Les travaux avancèrent vite puisque le premier train de voyageurs circula le 9 juillet 1898, tandis que la ligne fut ouverte aux marchandises le 1er septembre de la même année.
Dès le début, le succès fut considérable et les voyageurs affluèrent au point que, dès l’été 1898, il fallut aménager sommairement avec des bancs et des rideaux à la place des volets 4 wagons couverts pour compléter les voitures à voyageurs en nombre insuffisant.
Le tracé, d’un bout à l’autre de l’île, se développait sur près de 37 km, auxquels il faut ajouter la desserte du phare des Baleines que M. Jeancard avait souhaité établir en son nom propre sur des terrains lui appartenant. Il aura un beau succès touristique au cours de sa brève vie.
Cette antenne fut même prolongée pour desservir une éphémère usine d’iode. Un autre embranchement desservait la distillerie Auger, à Sainte-Marie.
L’ensemble du parcours se faisait en 2h15, ce qui était nettement moins que la diligence, et surtout permettait à tous de circuler et de transporter des marchandises encombrantes, notamment le sel, richesse de l’île.
Toutes les communes étaient desservies, sauf Loix malgré un projet dont le tracé devait franchir le chenal des Éveillards, mais qui fut abandonné. Il fallait donc se rendre à la station du Feneau (parfois nommée Le Feneau-Loix), et faire à l’époque appel au passeur, ou suivre le sentier submersible, aujourd’hui en bien triste état et dont le pont a disparu : la route, qui passe par le pont du Feneau et existe toujours, obligeait à faire un grand détour pour qui était à pied.
Les gares de deux types avaient été construites en bordure des villages, pour limiter les expropriations avec bâti. Seules les communes de Saint-Martin et d’Ars bénéficiaient de stations en « centre-ville », sur le port.
Les installations les plus importantes se trouvaient à Saint-Martin, dont le vaste dépôt et les installations portuaires en faisaient le centre névralgique. Le train entrait et sortait, après remise en tête de la locomotive, par la porte Toiras, dont la voûte porte encore la trace des passages, la suie étant incrustée dans la pierre.
Aux deux extrémités du réseau avaient été édifiées des remises pour y garer les locomotives en fin de journée. Celui des Portes existe toujours, occupé par les Pompiers.
À Sablanceaux, le train était en relation avec les bateaux à destination du continent – et de la préfecture ! Un quai en béton et une voie de 600 mm non motorisée permettait d’acheminer les bagages sans trop de fatigue.

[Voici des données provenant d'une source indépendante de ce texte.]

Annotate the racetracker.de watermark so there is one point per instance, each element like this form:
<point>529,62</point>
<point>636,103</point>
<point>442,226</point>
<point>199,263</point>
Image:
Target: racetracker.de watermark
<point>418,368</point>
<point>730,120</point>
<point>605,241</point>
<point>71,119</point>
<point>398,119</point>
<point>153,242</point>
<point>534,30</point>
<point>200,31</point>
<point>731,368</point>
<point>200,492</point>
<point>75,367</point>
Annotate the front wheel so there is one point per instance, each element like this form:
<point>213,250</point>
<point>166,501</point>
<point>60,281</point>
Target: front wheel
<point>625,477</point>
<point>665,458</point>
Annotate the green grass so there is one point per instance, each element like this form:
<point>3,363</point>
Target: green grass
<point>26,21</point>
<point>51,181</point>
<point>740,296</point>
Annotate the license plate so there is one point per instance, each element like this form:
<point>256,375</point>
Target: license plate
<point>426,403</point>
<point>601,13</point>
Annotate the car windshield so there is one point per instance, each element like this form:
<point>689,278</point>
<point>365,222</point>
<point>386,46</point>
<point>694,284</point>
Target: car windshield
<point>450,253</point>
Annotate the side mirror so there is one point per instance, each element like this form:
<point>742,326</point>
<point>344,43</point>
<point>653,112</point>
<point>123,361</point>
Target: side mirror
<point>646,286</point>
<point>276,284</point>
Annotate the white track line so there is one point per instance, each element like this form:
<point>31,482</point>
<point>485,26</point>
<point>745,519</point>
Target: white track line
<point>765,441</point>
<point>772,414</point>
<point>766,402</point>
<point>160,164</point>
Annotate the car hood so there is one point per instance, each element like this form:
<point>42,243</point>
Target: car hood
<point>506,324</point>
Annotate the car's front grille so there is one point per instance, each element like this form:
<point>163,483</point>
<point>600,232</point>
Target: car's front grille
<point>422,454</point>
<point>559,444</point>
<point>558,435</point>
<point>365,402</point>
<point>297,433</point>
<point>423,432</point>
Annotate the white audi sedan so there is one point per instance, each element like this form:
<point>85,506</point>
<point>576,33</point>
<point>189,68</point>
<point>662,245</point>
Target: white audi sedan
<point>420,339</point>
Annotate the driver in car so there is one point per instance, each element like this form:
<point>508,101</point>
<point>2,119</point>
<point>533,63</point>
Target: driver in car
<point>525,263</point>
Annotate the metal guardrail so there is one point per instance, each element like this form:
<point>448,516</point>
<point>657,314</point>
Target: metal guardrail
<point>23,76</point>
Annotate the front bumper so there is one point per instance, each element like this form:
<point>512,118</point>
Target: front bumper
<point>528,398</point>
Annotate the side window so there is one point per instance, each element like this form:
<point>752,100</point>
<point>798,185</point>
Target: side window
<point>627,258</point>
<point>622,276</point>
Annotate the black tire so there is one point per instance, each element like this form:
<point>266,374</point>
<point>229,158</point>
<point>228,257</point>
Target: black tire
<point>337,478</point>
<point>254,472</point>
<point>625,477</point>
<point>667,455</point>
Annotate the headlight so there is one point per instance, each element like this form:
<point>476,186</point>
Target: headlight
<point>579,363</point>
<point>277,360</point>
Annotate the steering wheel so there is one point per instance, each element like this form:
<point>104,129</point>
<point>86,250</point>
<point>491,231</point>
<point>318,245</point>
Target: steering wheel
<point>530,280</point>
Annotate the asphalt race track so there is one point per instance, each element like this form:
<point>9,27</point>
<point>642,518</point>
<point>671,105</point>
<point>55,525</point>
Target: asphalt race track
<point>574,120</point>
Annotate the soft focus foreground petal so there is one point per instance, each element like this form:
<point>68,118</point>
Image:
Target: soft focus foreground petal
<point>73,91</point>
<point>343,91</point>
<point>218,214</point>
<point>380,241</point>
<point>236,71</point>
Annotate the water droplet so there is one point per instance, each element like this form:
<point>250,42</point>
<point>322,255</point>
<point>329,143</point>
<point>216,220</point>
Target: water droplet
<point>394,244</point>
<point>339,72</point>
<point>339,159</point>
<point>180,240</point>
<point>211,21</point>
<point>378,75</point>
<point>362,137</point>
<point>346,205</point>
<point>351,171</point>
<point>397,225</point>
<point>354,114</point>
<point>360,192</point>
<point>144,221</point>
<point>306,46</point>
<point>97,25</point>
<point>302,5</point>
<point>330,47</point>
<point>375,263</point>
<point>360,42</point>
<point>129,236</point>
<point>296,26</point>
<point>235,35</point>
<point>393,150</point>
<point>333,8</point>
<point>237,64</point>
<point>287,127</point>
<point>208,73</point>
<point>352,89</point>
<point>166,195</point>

Tout ceci disparaîtra en 1988 lors de la construction du pont, en même temps que la gare en bois atypique, qui servit longtemps de bureau aux Croisières Inter-îles.
À La Flotte, l’étendue initiale comportait des voies faisant le tour du port, qui seront déposées progressivement pour disparaître totalement en 1905. La commune aura d’ailleurs la particularité de posséder deux stations successives, puisqu’après 1929 la gare, campée jusqu’alors sur le cours Chauffour face au célèbre restaurant, migrera près du cimetière.